HILO — The island’s two planning commissions are making it easier for farms to lure and accommodate tourists.
The Windward Planning Commission on Thursday unanimously endorsed a measure that creates a new category of “minor” agri-tourism business that can bypass many of the rules imposed on larger operations. The measure, which also must be approved by the Leeward Planning Commission before going to the County Council, also eliminates the need for a site inspection before agri-tourism businesses can receive plan approval.
“This is one step in the right direction,” said Comissioner Wallace Ishiboshi. “It’s going to help the farmers.”
Meanwhile, the Leeward Planning Commission on May 17 will tackle a related rule tightening requirements on bed and breakfasts by expanding requirements for use permits from the commission in certain zoning designations.

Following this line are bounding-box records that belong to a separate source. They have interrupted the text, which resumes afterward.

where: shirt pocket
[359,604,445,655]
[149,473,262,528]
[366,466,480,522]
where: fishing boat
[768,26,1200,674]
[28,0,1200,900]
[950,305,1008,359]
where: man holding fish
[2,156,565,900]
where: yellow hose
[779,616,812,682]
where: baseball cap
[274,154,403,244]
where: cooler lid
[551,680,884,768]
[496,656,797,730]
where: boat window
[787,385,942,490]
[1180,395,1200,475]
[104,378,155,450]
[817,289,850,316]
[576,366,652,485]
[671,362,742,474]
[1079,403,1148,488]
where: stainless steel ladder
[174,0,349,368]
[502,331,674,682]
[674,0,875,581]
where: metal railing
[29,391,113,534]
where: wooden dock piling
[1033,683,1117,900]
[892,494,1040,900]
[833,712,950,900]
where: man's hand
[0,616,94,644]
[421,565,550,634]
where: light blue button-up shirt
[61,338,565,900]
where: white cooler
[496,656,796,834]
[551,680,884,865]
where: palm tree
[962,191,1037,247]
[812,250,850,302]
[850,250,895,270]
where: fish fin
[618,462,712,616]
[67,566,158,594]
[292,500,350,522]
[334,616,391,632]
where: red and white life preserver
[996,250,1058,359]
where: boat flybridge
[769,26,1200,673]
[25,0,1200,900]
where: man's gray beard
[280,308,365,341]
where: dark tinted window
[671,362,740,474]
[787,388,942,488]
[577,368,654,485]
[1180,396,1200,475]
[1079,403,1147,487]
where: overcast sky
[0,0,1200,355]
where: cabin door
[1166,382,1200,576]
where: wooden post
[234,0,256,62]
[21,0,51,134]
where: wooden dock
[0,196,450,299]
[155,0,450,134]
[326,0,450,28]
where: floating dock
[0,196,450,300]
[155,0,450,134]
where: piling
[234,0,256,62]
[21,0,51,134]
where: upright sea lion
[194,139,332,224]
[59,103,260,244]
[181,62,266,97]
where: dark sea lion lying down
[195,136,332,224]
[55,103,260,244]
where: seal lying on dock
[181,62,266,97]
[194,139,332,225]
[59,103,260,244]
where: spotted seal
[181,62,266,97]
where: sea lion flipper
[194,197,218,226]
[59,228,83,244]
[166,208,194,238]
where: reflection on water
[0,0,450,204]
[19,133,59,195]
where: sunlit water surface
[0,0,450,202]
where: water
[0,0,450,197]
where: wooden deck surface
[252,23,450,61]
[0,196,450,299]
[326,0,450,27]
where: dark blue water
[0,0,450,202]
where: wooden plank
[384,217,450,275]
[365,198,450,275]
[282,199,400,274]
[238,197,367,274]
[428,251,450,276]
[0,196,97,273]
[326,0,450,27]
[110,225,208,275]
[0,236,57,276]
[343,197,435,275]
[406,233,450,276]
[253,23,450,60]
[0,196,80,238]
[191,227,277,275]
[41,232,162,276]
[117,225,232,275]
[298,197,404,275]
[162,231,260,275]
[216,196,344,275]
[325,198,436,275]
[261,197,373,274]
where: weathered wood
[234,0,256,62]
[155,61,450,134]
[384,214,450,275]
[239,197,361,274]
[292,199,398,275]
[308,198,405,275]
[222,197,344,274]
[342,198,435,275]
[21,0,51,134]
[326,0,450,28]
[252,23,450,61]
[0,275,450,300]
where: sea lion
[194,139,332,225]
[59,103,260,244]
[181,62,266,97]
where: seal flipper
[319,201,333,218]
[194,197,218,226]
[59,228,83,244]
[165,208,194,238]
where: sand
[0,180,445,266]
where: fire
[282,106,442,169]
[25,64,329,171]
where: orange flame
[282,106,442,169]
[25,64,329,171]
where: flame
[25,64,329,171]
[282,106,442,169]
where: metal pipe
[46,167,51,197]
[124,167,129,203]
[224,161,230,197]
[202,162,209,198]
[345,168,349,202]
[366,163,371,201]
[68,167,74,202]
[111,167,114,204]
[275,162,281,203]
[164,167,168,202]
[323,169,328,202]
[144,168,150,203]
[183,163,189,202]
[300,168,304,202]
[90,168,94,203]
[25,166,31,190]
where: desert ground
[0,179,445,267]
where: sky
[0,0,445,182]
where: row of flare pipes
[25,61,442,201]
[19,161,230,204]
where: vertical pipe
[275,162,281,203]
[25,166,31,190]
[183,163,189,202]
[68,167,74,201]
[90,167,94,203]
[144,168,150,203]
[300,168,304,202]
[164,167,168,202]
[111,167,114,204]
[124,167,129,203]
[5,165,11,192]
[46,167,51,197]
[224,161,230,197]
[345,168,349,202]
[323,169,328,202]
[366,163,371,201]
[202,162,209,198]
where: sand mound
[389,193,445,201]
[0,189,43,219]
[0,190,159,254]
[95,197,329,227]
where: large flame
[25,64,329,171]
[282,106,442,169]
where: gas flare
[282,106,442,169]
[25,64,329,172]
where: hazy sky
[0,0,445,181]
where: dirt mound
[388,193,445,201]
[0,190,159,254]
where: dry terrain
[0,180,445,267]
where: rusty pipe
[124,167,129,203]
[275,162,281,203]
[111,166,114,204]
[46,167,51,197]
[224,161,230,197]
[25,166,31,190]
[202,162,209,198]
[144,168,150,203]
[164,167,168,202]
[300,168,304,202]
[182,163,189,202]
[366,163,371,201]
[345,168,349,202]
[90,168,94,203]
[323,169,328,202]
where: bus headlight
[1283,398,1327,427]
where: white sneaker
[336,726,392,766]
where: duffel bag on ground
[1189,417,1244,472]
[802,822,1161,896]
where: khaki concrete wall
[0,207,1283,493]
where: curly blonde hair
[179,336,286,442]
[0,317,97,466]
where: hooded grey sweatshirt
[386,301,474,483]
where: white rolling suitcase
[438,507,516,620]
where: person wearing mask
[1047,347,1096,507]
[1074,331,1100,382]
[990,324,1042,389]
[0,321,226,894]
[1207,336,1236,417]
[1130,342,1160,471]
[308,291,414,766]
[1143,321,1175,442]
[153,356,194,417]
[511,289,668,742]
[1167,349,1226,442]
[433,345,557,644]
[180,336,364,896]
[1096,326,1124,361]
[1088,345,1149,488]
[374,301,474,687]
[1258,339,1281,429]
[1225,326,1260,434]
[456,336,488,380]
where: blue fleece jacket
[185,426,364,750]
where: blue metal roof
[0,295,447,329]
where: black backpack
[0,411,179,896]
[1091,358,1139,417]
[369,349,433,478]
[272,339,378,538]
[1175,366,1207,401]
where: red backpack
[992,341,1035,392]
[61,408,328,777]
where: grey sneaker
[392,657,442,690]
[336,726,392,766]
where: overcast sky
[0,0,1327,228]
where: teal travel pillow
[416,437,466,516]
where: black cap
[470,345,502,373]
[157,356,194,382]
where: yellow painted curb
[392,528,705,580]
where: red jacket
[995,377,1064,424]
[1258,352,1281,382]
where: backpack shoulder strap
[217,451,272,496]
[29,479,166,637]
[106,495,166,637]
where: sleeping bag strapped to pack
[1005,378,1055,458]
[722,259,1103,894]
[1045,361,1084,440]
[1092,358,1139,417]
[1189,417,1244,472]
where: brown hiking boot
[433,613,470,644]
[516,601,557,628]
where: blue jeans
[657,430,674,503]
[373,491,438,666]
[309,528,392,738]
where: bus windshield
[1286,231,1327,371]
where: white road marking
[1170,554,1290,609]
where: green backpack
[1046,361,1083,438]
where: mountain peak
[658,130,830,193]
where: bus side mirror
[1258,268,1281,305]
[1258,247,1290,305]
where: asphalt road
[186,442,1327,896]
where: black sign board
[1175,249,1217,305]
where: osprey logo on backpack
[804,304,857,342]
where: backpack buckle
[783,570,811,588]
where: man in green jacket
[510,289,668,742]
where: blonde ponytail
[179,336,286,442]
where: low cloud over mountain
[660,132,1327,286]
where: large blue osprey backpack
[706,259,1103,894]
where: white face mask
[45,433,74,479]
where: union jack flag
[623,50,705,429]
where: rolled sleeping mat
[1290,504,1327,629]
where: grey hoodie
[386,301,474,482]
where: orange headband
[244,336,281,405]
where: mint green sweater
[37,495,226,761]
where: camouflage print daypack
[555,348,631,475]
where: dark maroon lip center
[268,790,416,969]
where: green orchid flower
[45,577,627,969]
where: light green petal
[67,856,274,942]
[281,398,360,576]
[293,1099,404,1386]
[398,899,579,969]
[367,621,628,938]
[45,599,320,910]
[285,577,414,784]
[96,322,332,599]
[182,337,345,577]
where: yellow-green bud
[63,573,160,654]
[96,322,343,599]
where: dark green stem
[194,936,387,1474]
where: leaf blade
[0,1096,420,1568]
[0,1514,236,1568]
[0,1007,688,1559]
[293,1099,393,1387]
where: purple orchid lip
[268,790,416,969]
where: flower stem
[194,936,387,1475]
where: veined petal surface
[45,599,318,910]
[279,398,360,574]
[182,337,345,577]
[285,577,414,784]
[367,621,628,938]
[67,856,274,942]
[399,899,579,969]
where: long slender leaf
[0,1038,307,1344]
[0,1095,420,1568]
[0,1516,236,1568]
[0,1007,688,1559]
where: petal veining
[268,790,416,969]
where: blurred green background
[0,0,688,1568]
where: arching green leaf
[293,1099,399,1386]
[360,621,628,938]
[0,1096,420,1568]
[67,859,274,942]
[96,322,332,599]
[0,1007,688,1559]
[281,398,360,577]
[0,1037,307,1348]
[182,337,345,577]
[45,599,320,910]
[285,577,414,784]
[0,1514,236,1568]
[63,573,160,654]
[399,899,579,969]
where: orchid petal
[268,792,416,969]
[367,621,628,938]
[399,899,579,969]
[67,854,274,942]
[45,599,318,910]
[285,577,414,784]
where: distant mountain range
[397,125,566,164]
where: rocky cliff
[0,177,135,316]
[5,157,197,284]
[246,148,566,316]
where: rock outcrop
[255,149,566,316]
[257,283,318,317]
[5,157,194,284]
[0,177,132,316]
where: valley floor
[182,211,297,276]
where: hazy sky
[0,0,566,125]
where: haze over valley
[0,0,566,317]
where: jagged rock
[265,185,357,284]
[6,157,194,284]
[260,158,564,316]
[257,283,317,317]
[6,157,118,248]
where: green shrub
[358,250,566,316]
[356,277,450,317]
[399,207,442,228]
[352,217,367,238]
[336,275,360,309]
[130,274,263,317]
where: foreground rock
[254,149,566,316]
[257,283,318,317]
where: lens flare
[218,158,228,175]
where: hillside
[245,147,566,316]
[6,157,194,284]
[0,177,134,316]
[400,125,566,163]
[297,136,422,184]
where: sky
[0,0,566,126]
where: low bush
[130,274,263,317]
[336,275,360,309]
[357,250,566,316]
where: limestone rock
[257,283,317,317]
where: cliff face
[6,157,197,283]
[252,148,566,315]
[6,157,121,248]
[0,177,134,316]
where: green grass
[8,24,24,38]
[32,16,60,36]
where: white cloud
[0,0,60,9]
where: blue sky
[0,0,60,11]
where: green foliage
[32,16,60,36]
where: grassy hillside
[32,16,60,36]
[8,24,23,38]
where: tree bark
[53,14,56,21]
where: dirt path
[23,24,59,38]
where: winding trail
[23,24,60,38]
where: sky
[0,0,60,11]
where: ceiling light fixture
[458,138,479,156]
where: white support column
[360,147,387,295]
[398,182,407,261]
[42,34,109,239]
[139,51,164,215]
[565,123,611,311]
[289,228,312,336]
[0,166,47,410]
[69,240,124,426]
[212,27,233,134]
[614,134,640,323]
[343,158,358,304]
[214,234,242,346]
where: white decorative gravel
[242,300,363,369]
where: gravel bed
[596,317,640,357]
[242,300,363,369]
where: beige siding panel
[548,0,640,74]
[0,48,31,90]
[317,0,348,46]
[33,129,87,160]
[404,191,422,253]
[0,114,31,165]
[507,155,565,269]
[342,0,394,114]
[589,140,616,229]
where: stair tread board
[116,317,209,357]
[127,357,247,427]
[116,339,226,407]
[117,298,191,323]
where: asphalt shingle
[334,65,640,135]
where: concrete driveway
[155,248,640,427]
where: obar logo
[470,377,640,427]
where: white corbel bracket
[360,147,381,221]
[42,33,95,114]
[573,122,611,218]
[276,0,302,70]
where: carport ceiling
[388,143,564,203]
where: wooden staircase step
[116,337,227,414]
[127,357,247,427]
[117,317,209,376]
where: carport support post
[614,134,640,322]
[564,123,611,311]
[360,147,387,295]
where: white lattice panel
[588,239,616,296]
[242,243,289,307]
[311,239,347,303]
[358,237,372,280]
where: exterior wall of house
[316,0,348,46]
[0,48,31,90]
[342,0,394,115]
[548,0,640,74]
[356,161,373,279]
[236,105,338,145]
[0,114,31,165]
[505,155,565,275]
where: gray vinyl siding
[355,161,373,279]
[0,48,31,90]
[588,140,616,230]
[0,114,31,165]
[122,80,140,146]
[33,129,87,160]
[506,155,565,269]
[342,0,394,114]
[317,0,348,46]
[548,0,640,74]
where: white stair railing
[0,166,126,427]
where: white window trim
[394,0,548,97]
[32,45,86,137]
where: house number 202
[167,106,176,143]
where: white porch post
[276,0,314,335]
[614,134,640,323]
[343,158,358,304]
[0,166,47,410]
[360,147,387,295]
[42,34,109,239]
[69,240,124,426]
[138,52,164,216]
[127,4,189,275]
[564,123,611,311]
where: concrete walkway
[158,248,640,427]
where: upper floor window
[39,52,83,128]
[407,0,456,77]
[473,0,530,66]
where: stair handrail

Minor agri-tourism operations are defined as operations that see 15,000 visitors or less a year, with a weekly maximum of 350 visitors. Operations in that size range will no longer need plan approval before commencing operations.
“This will allow farmers to help supplement their agricultural business, especially on a monthly basis so they don’t have to wait for the crop to come in,” said Planning Director Bobby Jean Leithead Todd.
There will no longer be a maximum limit of gross revenue generated. And, agricultural tourism operations will no longer be defined by square footage, but strictly by a maximum annual visitor count of 30,000.
So-called major agri-tourism operations will now face a 30-day review of plan approval rather than the current 60 days. There will no longer be a one-year grace period for major agri-tourism businesses to secure final plan approval. Instead, all agricultural tourism operations will be required to conform immediately, once the new rules are approved by the County Council.
The move was praised by Lani Medina Weigert, president of the Hawaii Agritourism Association, which represents 125 farms statewide.
“This will be very helpful for many farmers,” Weigert said. “It will create a more dependable revenue stream coming in.”